Aristophanes was plainly a man for our time. Admittedly, the surreal episodes from his plays are at times almost infuriatingly inane, random, and nonlinear. But then, so is a great deal of postmodern literature and theater. And indeed, Aristophanes, despite writing at the dawn of Western literature, seems to have anticipated its avant-garde and postmodern developments of the twentieth century. 

Here, already—in the fifth century BCE—is the theater of the absurd. Here is Pirandello-style meta-theater. Aristophanes is forever breaking the fourth wall and directly addressing the audience in postmodern metafictional style. He accuses the audience of failing to sufficiently laud his plays and for not having the sense to recognize a good thing when they see it. He even invites an audience member on stage to participate in the final dance scene, in The Wasps. The Blue Man Group has nothing on the Attic playwright. 

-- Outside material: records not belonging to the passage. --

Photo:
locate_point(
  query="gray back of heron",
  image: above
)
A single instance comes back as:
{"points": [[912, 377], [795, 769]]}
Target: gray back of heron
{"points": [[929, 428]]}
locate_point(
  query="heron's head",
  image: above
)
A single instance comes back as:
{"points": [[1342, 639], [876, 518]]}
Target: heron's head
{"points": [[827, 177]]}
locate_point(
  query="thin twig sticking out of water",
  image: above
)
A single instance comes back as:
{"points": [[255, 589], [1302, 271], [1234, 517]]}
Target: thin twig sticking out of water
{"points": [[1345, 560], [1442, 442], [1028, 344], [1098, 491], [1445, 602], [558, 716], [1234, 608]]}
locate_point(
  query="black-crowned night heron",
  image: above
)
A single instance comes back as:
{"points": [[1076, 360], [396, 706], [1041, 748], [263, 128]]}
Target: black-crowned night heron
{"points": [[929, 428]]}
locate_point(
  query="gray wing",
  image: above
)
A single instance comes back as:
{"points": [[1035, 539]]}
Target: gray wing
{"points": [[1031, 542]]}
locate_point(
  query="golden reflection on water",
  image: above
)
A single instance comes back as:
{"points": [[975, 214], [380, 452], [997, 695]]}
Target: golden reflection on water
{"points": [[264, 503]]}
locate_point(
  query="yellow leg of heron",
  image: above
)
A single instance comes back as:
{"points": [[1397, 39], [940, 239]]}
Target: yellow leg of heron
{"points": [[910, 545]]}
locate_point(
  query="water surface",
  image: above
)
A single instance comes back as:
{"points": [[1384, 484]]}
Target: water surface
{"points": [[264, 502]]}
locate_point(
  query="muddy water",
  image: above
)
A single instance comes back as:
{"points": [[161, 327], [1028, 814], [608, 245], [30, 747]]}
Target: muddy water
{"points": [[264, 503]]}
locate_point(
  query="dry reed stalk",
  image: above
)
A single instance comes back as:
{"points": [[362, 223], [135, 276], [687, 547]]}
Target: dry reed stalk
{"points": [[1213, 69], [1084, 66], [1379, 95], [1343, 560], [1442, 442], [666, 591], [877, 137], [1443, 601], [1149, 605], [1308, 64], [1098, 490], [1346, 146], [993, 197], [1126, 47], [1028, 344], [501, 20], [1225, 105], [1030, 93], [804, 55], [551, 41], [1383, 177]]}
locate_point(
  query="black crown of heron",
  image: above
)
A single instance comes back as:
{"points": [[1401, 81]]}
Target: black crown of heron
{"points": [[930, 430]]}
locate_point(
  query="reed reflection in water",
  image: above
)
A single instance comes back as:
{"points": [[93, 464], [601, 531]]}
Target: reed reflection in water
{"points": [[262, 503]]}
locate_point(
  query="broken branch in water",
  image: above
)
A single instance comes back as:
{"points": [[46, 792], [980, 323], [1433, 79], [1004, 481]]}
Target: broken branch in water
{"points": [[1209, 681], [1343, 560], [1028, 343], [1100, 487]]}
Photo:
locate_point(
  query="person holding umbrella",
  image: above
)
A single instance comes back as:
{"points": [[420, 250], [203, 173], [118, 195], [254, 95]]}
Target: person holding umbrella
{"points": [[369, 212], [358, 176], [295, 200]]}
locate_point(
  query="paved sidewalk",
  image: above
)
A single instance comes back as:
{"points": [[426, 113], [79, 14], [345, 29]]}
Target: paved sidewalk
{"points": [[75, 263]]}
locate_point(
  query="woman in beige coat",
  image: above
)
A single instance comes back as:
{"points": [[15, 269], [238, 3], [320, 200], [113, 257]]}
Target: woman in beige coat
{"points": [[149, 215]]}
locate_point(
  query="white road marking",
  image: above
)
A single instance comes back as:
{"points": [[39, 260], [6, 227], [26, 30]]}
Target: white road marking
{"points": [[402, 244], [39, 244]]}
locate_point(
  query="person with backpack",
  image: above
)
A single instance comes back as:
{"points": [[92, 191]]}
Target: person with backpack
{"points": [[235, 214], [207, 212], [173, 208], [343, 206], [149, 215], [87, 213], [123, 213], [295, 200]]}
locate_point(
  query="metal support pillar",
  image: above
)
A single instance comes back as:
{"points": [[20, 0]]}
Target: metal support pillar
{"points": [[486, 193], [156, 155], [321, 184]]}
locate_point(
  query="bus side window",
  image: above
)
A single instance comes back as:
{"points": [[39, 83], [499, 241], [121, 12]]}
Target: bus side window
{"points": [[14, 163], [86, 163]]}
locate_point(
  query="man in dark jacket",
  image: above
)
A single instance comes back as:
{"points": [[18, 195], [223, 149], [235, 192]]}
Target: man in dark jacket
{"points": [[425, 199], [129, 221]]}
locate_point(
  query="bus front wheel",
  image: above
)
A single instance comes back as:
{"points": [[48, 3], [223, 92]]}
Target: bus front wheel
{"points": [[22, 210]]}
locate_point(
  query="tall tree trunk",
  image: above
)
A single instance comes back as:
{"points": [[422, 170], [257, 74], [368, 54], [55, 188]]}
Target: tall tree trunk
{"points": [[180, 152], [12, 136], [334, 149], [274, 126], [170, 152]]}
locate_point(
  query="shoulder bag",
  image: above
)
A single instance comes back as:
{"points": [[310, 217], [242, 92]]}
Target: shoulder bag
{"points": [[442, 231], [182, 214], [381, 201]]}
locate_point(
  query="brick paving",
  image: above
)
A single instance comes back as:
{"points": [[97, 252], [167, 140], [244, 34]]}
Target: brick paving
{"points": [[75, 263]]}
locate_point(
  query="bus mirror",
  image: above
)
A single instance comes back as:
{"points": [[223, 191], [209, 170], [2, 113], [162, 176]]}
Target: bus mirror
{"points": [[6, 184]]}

But even more than his stylistic devices—what seems so modern (and indeed, contemporary) about Aristophanes is the world he portrays. His Athens is a democracy marked by wild and raucous liberties of speech—but also by the ever-present threat of frivolous litigation which demagogic politicians can use to try to punish their critics and adversaries. We see the same in our own time: just think of Trump's vicious and meritless lawsuit this week against the Des Moines Register for publishing a poll he didn't like. 

And the way Aristophanes writes about the aggressing parties in these lawsuits also suits Trump and his minions to a "t," as they threaten their own bullying litigation against everyone who speaks out against them. Aristophanes refers to the distinct facial expression of "litigiousness," which he defines as: "the what-exactly-are-you-saying? look,/the seeming to be injured when, in fact,/ you're giving injury and doing wrong" look. (Poochigian trans.) 

That is exactly the look Pete Hegseth wore, while his attorney threatened lawsuits to try to silence allegations of sexual assault against him that could derail his Defense Secretary nomination. 

We have become as much a lawsuit-mad society as Aristophanes's Athens ever was. (Indeed, his play the Clouds centers on another figure who could have walked out of our own age—a character who dreams of learning magic arguments in court that will unlock his capacity for evading personal debt. If he were alive today, we think—he would certainly be a "Sovereign Citizen.")

The sinister reality that Aristiphanes's light-hearted comedy seems to be getting at is the way that people can abuse the court system for purposes of extortion and intimidation. And indeed, this is an ugly and far from comic aspect of our own society today. Would that we had an Aristophanes living among us who could sing out our disgust at this reality and give the Cleons of the world a taste of the tongue-lashings they deserve. 

In one of his fourth-wall–breaking addresses to the audience, through the voice of the Chorus leader, Aristophanes at one point congratulates himself on the fact that he never uses the stage to "attack the common folk," but rather: "With a temper worthy of Herakles, he tackled the greatest targets," including the "jag-toothed monster" Cleon (Halliwell trans.). In other words—as we would say today—Aristophanes made a point of punching up with his satire, rather than punching down. 

O Aristophanes, thou shouldst be living at this hour—America hath need of thee! We are a fen of litigiousness and demagogues, of just the sort you knew how to excoriate with your pen. God grant me the temper of Heracles too—and of Aristophanes—to wield the biting satire of my own pen against that bloated Cleon of the present—that constant threatener of lawsuits and bogus investigations—that "jag-toothed monster," Trump!